(March 27, 2016 at 11:00 am)FebruaryOfReason Wrote: Interesting fact; The phrase "the end justifies the means" was mistranslated from Machiavelli's "The Prince".
The phrase in Machiavelli's original is "si guarda al fine", which translates more literally as "the end result must be considered", i.e. the end result must be weighed against the means needed to achieve it, which is morally a very different thing. Machiavelli was aiming more for something along the lines of "whatever does the greatest good to the most people". (A good example would be Edward Jenner risking the life of one boy by injecting him with smallpox to prove his vaccine worked. Maybe it's not definite that this was worth the risk, but nevertheless, Jenner made a sincere assessment of the likely benefits as set against the possible cost).
But you are right that the theist paradigm does indeed seem to be "The end justifies the means". Many theists do indeed believe that enduring simply anything is worth the pie-in-the-sky prospect of heaven, especially if the suffering in question is being endured by someone else (e.g. your whole family died of plague, so let me lecture you about how God is punishing you for not being virtuous enough. All your friends died of AIDS, so let me lecture you about how it's a punishment for their lewd behaviour).
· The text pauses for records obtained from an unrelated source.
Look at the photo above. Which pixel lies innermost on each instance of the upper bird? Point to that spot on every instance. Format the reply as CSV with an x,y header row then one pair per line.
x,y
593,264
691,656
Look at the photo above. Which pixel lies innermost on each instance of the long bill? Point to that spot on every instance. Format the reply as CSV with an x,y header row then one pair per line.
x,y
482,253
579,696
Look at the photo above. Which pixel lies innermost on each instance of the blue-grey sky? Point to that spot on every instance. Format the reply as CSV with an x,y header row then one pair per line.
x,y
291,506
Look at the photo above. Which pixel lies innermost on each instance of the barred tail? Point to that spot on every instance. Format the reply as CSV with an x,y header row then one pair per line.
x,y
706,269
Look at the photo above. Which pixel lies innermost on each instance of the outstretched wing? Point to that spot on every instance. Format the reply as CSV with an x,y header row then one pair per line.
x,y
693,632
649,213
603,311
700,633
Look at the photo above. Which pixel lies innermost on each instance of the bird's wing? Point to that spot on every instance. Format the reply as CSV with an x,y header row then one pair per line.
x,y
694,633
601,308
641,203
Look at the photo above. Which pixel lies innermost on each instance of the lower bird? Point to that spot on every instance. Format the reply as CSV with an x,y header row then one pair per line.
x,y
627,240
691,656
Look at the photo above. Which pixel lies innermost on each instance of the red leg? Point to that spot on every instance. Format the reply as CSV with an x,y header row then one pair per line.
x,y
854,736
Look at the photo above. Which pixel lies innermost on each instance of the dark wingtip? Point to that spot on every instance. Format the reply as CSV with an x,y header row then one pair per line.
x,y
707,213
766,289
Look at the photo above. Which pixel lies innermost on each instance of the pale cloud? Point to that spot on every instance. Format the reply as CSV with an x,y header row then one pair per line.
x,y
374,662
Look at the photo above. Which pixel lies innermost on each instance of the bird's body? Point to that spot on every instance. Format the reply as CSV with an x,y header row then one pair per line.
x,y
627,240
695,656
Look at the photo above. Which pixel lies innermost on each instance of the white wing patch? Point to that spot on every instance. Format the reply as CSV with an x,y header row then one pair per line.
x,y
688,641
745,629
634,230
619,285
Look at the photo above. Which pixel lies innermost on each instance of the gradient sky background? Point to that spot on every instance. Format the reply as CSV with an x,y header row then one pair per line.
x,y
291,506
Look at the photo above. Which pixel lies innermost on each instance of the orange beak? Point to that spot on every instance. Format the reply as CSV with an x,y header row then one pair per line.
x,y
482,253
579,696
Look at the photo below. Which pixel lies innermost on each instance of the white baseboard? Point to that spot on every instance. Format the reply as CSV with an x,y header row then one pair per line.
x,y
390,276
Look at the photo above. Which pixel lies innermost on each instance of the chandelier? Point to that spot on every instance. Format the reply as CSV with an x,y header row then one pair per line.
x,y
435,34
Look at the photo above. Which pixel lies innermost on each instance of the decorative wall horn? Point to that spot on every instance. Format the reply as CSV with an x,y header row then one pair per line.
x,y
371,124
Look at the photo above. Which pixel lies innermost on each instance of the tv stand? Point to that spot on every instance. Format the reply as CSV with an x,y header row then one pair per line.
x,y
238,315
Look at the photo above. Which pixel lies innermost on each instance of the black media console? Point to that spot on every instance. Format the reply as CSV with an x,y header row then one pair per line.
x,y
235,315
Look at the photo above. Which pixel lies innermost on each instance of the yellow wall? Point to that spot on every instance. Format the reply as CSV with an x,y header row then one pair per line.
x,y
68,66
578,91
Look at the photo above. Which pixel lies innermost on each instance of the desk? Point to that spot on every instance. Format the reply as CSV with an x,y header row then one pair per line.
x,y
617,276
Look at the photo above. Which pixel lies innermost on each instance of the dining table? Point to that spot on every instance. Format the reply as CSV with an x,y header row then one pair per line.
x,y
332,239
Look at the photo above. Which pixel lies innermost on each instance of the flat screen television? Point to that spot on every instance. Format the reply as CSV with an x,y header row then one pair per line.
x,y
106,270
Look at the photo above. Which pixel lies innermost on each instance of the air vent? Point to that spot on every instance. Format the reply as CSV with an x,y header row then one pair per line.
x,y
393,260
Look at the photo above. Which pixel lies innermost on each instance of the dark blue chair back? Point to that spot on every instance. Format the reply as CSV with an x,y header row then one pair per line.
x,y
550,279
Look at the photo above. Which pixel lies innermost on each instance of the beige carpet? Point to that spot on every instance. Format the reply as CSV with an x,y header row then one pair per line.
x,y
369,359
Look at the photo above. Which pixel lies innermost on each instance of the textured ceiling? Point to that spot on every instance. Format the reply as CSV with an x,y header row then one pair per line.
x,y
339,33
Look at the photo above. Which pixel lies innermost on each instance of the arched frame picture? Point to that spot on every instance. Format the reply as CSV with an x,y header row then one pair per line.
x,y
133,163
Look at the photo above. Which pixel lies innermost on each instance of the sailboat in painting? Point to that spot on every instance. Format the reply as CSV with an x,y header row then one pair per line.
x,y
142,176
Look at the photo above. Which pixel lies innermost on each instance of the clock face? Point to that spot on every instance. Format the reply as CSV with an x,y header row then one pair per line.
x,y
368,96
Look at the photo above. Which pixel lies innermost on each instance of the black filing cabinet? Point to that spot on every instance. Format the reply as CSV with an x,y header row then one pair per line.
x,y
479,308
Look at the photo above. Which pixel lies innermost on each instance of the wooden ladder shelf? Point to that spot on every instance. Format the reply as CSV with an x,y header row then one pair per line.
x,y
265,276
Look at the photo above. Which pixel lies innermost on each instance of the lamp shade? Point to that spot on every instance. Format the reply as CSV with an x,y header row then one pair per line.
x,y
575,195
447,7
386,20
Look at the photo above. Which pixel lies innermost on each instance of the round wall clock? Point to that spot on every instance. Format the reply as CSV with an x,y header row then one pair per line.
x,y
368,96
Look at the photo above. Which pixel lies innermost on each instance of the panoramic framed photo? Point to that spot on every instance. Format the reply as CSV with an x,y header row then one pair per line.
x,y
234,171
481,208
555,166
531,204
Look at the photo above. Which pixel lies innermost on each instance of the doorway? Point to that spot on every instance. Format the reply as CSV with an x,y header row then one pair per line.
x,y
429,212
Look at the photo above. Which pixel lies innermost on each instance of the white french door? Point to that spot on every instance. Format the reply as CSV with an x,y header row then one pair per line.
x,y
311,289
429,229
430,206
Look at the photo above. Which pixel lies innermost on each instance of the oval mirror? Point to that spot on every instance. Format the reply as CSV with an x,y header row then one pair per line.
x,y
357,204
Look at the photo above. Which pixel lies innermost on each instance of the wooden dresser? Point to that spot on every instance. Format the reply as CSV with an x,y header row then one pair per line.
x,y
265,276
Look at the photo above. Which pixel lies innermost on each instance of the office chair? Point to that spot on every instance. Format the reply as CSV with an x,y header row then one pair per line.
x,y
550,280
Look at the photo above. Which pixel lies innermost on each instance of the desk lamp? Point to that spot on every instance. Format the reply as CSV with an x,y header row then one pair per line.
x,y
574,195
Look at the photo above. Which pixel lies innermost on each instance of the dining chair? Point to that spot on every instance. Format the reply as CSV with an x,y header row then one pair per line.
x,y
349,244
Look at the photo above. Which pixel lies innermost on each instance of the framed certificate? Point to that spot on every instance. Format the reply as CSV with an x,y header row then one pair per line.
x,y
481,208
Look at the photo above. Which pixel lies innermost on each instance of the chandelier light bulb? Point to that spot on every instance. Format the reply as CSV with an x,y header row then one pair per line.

The prospect of heaven will indeed lure them into any logical twist, and any condemnation, however egregious.
Lecturing does no good. It was all predestined. They had no choice in plague, virtue, AIDS, lewd. But then I guess they were predestined to lecture and could not help themselves either.
Wish more were predestined to eat lead. Well, not really, as a non-predestined atheist that would be cruel. Is selective mutism too cruel to wish for?
Being told you're delusional does not necessarily mean you're mental.